TRIM does not erase data nor tells the SSD controller to perform an erase operation on those blocks in the background.
The TRIM command triggers a cascade of state updates within the SSD’s Flash Translation Layer (FTL) metadata.
Here is precisely how TRIM handles those page-level and block-level markings:
1. At the page level: marking as stale
When you delete a file, the Operating System sends a TRIM command containing a range of Logical Block Addresses (LBAs).
- The SSD controller looks up these LBAs in its mapping table.
- It disconnects (unmaps) the physical NAND pages from those logical addresses.
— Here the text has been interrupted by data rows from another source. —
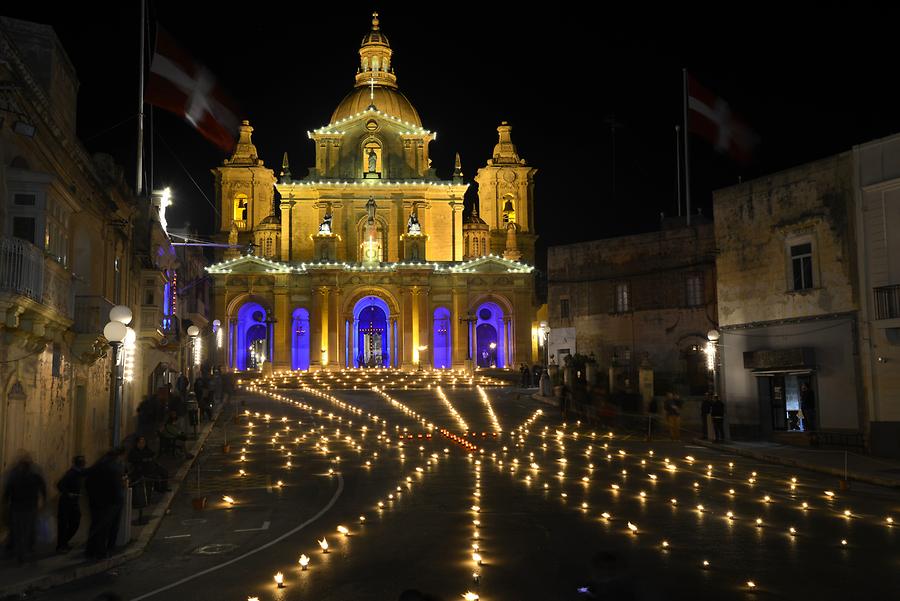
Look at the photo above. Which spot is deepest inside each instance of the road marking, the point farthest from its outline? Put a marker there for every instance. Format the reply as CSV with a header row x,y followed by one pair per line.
x,y
275,541
265,526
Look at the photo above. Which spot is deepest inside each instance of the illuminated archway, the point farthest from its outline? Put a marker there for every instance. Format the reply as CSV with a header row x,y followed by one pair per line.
x,y
441,339
372,334
490,329
300,339
252,339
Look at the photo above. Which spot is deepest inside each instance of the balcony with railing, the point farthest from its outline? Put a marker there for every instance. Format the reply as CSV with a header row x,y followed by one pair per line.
x,y
26,271
887,306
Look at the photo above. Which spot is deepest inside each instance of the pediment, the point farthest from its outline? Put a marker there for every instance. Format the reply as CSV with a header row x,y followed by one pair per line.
x,y
492,264
250,264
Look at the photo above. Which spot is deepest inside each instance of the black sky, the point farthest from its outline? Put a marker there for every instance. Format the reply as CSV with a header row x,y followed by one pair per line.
x,y
811,80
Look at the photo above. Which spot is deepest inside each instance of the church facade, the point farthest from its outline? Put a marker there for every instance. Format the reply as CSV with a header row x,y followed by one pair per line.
x,y
369,260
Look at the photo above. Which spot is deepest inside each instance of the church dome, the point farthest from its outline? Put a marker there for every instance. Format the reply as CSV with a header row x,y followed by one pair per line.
x,y
386,100
375,82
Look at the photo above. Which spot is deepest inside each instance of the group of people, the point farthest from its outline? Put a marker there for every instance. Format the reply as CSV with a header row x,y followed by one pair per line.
x,y
162,417
531,376
25,493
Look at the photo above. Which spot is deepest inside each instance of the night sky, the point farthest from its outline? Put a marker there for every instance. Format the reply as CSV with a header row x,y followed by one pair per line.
x,y
810,81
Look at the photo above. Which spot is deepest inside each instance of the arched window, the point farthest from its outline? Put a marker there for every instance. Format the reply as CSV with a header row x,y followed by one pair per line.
x,y
240,207
376,248
372,156
509,209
- It immediately marks those specific physical pages as stale (invalid) but the "immediately" here is not absolute (see my section about "retrim" down below).
2. At the block level: the dual outcome
Once the pages are marked stale, the controller instantly evaluates the status of the parent block that contains them. It will mark the block in one of two ways:
- Scenario A: a "block with stale pages" (partially invalid)
- Condition: The block now contains some stale pages, but still holds other pages with valid user data. It's a block that contains a mix of both valid (live) data and stale (dead) data.
- State: It cannot be erased yet because doing so would destroy the good data inside it.
- The problem: NAND flash can only be erased in entire blocks, not individual pages.
- Fate: It must wait for Garbage Collection. The controller will eventually copy the few valid pages to a new location, turning this into a fully stale block.
- Result: The controller flags this block internally as a candidate for future Garbage Collection. It notes the ratio of valid-to-stale pages so it can prioritize it later when free space runs low.
- Scenario B: a "stale block"(fully invalid)
- Condition: The TRIM command successfully invalidated the very last remaining valid page in that block, or the block was already filled with stale pages. It's a block where 100% of the pages are marked as stale or invalid.
- State: It contains absolutely zero useful data.
- The benefit: This is the ideal target for the SSD controller.
- Fate: It can be erased immediately without moving any data first. This makes the recycling process incredibly fast and efficient.
- Result: The controller flags the entire block as fully stale. Because it contains 0% valid data, the controller can bypass Garbage Collection entirely and move this block straight to the Erase Queue to be wiped during background maintenance.
If your SSD has to clear blocks with
mixed pages, it must read the good data, write it elsewhere, and then erase the block. This extra work causes
Write Amplification, which slows down your drive
and wears out the flash faster. If the SSD can find
fully stale blocks, it skips the moving step entirely, instantly boosting performance.
TRIM command received ➔ pages marked stale ➔ controller checks parent block ➔ flags the block as "Mixed" OR "Fully Stale".
Modern SSDs intentionally
delay Garbage Collection (GC) until free blocks run low to protect the drive's lifespan and maintain peak performance.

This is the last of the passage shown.